Das Reisebureau Thompson und Comp.
Juni. Um zwei Uhr vor dem Wind gewendet, um vier Uhr noch einmal. Bei Tagesanbruch Insel Ferro ungefähr zwanzig Meilen im Norden noch in Sicht. Die Flagge in Schau wehen gelassen. Sondiert, ohne Grund zu finden. Wir treiben vor dem Nordostpassat weiter ab. Um neun Uhr befinden wir uns etwa dreißig Meilen von der Insel Ferro. Steuer nach Süden ein Quart West; Kurs mit Backbordhalfen nach den Inseln des Grünen Vorgebirges.«
Als er den Schlußpunkt hinter seine Worte gesetzt hatte, streckte sich der Kapitän auf seinem Bette aus und schlief friedlich ein.
Leider besaßen nicht alle Passagiere der »Seamew« diese Seelenruhe, die es dem braven Kapitän Pip erlaubte, so eingreifende Ereignisse in so kurzen einfachen Worten aufzuzeichnen.
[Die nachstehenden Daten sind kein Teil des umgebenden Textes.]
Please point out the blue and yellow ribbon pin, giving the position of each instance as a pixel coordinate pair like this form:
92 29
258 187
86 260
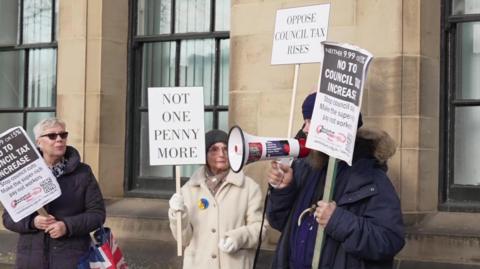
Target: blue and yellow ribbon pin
203 203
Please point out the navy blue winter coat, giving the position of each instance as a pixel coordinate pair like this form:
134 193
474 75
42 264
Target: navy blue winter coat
80 207
366 229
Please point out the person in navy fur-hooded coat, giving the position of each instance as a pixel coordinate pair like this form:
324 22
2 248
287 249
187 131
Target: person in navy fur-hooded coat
363 225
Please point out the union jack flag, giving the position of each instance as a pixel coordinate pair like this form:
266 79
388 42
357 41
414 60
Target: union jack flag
105 254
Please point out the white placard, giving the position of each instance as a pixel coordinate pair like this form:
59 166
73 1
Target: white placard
298 34
26 183
333 126
176 125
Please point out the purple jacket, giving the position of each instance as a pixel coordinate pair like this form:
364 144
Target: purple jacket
80 207
365 231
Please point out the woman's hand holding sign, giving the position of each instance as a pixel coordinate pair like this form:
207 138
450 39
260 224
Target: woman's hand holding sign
42 222
57 229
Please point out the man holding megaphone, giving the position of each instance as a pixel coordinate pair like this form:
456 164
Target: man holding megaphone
363 224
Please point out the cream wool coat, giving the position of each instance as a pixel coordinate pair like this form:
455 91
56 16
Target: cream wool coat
235 211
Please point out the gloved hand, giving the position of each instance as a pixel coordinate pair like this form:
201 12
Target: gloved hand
227 245
176 203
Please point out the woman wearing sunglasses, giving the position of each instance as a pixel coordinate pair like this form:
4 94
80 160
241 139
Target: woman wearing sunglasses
60 239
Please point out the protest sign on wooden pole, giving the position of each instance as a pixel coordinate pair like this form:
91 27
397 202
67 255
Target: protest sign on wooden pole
26 182
333 126
296 40
178 176
176 132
Am vergangenen Abend war es nahe daran gewesen, daß eine Panik ausbrach und daß die Boote aufs Wasser gesetzt worden wären, als ob ein wirklicher Schiffbruch bevorstehe. Alle hatten sich aber, dank der Kaltblütigkeit des Kapitäns, dem man einmal ein unerschütterliches Vertrauen entgegenbrachte, allmählich wieder beruhigt.
Trotzdem waren die meisten Passagiere einen Teil der Nacht auf dem Spardeck geblieben, indem sie den Unfall besprachen und dessen wahrscheinliche Folgen erwogen. Unter diesen Gruppen stand Thompson gewiß nicht im Geruche der Heiligkeit. Er hatte die Lustreisenden nicht nur an ihrem Geldbeutel geschädigt, sondern er brachte sogar ihr Leben in Gefahr. Mit unverzeihlicher Sorglosigkeit hatte er sie – die bezügliche Aussage Bishops lautete hierüber geradezu vernichtend – aus Sparsamkeit auf einem alten, fast schon ganz dienstunfähigen Schiffe zusammengepfercht, einem alten Kasten, dem schon vor Beendigung der Fahrt der Atem ausging. Jetzt verstanden die Touristen, wie es der Agentur möglich geworden war, im Preise immer weiter herabzugehen, wodurch sich so viele Gimpel hatten fangen lassen.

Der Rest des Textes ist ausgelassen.